Fire Sale of Failed Bank Assets Speeds Plunge of CRE Values Eye catching headline, are we talking about CRE Bonds (Loans) or CRE Properties? If you do not have time to read the entire article, please allow me to extract and apply the relevant.
"With interest rates still rising, prices retreating and credit evaporating—and a stressed-out banking system moving to shore up balance sheets—expect more fire sales of older CMBS loans and an acceleration of plunging CRE values in markets across the US."
Fire Sale in loans or properties? Already, why?

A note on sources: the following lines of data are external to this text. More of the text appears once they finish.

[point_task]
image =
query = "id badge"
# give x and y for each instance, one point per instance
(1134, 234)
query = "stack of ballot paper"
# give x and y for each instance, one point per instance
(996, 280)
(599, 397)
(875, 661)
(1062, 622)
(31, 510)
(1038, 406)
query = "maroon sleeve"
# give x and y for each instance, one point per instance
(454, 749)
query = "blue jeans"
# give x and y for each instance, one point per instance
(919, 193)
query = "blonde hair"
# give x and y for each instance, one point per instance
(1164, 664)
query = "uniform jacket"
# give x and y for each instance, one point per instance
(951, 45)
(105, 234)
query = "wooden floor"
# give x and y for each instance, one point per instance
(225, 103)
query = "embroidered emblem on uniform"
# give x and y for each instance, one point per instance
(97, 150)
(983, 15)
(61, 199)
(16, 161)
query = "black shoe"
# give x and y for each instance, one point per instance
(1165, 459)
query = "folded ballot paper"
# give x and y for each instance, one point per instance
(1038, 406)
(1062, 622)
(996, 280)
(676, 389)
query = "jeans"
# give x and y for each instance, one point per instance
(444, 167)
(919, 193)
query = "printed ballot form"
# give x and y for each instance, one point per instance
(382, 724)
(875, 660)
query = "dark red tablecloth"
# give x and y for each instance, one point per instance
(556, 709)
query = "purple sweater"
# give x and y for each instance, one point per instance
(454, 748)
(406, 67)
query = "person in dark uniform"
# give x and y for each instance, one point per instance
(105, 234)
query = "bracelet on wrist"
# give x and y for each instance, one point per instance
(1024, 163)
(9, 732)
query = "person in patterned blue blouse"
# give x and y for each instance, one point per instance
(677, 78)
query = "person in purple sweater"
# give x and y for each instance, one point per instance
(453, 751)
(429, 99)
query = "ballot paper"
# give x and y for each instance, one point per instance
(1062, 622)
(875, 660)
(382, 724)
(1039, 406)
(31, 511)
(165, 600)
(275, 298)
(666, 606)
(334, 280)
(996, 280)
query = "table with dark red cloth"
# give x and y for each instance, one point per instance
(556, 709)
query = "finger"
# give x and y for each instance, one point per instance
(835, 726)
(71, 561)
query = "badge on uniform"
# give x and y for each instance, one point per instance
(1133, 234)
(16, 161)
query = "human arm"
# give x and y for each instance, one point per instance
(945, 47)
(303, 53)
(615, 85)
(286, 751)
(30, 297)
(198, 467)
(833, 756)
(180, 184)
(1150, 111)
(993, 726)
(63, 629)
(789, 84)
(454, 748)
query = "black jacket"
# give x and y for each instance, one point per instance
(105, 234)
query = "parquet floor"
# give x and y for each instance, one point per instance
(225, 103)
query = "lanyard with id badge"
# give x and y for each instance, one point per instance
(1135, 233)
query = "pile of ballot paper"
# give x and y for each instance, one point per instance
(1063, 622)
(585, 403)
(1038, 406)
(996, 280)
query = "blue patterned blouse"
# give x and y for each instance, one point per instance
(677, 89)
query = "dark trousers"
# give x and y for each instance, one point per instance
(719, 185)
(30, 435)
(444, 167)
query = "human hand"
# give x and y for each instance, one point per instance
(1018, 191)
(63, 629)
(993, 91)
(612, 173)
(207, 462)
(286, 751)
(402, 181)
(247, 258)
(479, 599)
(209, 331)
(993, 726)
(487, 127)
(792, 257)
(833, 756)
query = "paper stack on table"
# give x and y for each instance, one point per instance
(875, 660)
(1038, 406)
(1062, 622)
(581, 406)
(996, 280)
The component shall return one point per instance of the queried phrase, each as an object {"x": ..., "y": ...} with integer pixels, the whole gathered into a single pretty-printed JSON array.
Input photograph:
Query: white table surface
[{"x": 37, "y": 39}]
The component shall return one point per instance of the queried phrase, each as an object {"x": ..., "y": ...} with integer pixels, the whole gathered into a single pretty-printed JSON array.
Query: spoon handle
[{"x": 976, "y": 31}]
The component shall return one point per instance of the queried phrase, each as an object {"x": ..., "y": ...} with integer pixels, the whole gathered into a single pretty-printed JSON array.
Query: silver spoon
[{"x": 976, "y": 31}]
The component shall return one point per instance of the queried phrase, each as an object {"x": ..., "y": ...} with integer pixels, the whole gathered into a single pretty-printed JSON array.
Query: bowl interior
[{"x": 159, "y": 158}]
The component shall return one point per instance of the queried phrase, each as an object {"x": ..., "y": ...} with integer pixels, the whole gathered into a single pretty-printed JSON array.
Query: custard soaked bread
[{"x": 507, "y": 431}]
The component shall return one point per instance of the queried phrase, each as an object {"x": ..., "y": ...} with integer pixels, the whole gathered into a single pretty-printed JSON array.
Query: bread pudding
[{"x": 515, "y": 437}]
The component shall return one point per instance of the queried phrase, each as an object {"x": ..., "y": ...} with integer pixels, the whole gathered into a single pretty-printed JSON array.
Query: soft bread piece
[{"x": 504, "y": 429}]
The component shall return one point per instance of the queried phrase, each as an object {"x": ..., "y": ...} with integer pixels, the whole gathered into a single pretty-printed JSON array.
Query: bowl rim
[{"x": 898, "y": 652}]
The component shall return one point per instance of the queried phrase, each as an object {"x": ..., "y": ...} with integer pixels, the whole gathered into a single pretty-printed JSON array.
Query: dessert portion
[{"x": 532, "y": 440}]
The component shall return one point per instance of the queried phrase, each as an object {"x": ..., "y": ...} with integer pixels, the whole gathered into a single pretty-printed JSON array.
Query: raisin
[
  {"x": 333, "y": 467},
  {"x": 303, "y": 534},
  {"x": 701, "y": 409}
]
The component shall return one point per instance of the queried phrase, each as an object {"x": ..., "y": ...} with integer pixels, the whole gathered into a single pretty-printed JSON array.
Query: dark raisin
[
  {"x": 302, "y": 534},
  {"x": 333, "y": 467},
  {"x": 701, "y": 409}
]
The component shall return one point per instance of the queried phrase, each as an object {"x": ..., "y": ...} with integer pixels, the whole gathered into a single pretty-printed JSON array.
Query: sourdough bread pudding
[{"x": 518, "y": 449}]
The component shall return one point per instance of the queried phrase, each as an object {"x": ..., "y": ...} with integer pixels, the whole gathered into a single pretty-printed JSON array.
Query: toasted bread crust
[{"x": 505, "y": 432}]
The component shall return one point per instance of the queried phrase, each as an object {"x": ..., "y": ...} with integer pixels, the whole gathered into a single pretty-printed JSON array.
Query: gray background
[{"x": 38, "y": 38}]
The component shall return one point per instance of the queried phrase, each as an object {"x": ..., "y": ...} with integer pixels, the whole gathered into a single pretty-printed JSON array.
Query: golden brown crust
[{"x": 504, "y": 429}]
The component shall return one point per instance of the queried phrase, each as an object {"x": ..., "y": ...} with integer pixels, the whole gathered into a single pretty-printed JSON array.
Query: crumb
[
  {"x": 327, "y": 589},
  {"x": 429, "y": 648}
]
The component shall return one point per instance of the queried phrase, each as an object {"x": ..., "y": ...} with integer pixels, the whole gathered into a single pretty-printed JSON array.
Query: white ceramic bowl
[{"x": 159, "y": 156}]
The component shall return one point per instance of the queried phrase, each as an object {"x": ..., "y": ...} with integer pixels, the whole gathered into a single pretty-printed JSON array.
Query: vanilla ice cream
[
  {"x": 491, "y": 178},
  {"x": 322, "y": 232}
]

"A fire sale of CMBS loans was lit as $72B in assets from the failed Silicon Valley Bank (SVB) were sold, including about $13B in real estate exposure and at least $2.6B worth of CRE loans—were sold at a discount of $16.5B, which translates into about 77 cents on the dollar."
77 cents on the dollar for CMBS loans, not CRE. Well, at least we set a floor.
"The Federal Deposit Insurance Corp. has lit a fuse on an even larger fire sale of assets—a bonfire in terms of CRE loans—for NYC-based Signature Bank. The 77 cents on the dollar benchmark established by the SVB sale likely will be the top end of where prices are heading, the experts say."
Top end, does everyone agree?
"Experts who specialize in pricing CRE loans believe a discounted sale as large as the disposal of Signature’s assets will speed a markdown of valuations by banks who until recently have been reluctant to set off a downward spiral."
How did this happen?
"What everybody has been operating under is this hold-to-maturity veneer, referring to banks that have continued to value loans at 100 cents on the dollar, known as par. In the wake of the SVB asset sale, there’s just no way these things get resolved at par, the write-down is kind of implied.”
Prior to recent events, "the rising cost of debt was (already) cutting into the value of older, low-coupon loans."
One last opinion, "a recent advisory from Cohen & Steers estimates the decline in values will likely be at least 25%."
Please remember, most of the value and price references are to loans, not CRE. However, if banks are forced to write down their long term CRE bonds or investments, they will incur additional stress. Institutions under stress do not lend and we cannot have a healthy CRE market without affordable debt.